Friday, August 6, 2010

Rabbi Shalom Rosner on Re'eh 5770, Adapted By Rabbi Neil Fleischmann: We Are All Individuals

"Behold, I set before you this day a blessing and a curse" (Devarim11:26) In the Hebrew there is a contradiction withing this verse. The Hebrew word for "behold" - the name of this portion - re'eh (literally, see) is directed to the individual, while the the Hebrew for "before you" - lifneichem is in plural, before the entire Jewish communal entity. The idea here - as teased out by the Kotzker Rebbe is that while the choices of blessings and curses are put before everyone, each unique individual perceives these realities in divergent ways. Nevertheless, everyone has the chance to make truly healthy choices.

Rabbi Bernard Weinberger in his sefer Shemen Hatov on 14:1 first addresses what he considers to be the simple meaning of the flow of these words: "You are the children of the L-rd your Go-d, you shall not cut yourselves, nor make any baldness between your eyes for the dead." Because you are children to G-d therefore you should not react by cutting yourselves when a dear one dies. A prince is exiled into the army and a time comes when he leaves the forces and goes on to be king, A soul is sent to learn things in this world and eventually returns to G-d. The soldiers, the relatives, need to not despair because the beloved is returning to where he belongs.
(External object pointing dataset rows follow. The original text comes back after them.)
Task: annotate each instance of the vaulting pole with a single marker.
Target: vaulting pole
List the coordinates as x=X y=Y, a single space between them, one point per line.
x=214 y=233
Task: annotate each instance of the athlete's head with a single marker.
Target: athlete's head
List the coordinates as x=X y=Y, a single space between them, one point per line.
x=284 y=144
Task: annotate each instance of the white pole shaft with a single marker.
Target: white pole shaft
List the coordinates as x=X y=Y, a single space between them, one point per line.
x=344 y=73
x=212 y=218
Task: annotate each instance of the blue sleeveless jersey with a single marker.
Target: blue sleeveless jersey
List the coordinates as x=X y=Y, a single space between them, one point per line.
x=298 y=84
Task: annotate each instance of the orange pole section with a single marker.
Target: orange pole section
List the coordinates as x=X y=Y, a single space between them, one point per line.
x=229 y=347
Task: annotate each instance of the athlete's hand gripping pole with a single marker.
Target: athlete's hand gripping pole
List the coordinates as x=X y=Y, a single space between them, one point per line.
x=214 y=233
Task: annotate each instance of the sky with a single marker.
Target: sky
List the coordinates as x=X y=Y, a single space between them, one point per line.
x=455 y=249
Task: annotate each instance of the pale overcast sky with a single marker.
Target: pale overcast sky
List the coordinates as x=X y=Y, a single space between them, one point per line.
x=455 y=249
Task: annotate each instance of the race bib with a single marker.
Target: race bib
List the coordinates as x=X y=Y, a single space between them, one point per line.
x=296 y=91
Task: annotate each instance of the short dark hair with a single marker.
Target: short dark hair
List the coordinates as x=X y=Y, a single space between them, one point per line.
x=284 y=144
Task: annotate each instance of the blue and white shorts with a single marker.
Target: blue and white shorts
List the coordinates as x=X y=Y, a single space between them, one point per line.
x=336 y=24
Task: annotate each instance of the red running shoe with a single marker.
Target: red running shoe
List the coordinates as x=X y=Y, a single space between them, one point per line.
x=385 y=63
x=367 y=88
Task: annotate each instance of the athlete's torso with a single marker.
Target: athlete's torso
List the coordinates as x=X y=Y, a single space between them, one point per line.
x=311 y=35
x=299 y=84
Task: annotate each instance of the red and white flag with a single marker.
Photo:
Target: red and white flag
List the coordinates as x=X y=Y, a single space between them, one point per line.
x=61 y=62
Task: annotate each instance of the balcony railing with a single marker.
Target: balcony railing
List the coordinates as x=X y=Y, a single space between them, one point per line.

Yevamot 13b teaches that lo titgodedu, besides its literal meaning of not mutilating oneself also means "lo taasu gedudim"- don't break away from the community into clusters. The Shemen HaTov addresses how this ruling is derived from the verse although the literal context and the homiletical explanation seem unrelated. He suggests that nothing brings out individuality like the loss of a loved one. Everyone mourns in their own fashion, accentuating a different element of the loss of this life. The fact that everyone reacts differently to a loved one's death can lead to families breaking apart in the wake of that loss. It is specifically in light of death which can exacerbate divisiveness that we are implored to stick together.

This relates to Yirmiyahu's cry, "Habitu u're'u im yeish mach'ovkemach'ovi" (Eichah 1:12) - "Look and see if there is a pain like the pain I am experiencing." The Maggid of Dubno keys in on the wordmach'ovi.. He tells the tale of a palace built and burned to ashes. Some cry over the loss of the home they lived in, others over specific furniture or decorations. The owner is the only one who knows that he had hidden treasures in that house, so he cries harder and in a different way than anyone else. Yirmiyahu knew the deep meaning of the BeitHaMikdash, a meaning lost on the masses. He tells them that they can't get the tragedy in the way he does, their mourning and his mourning are quite different.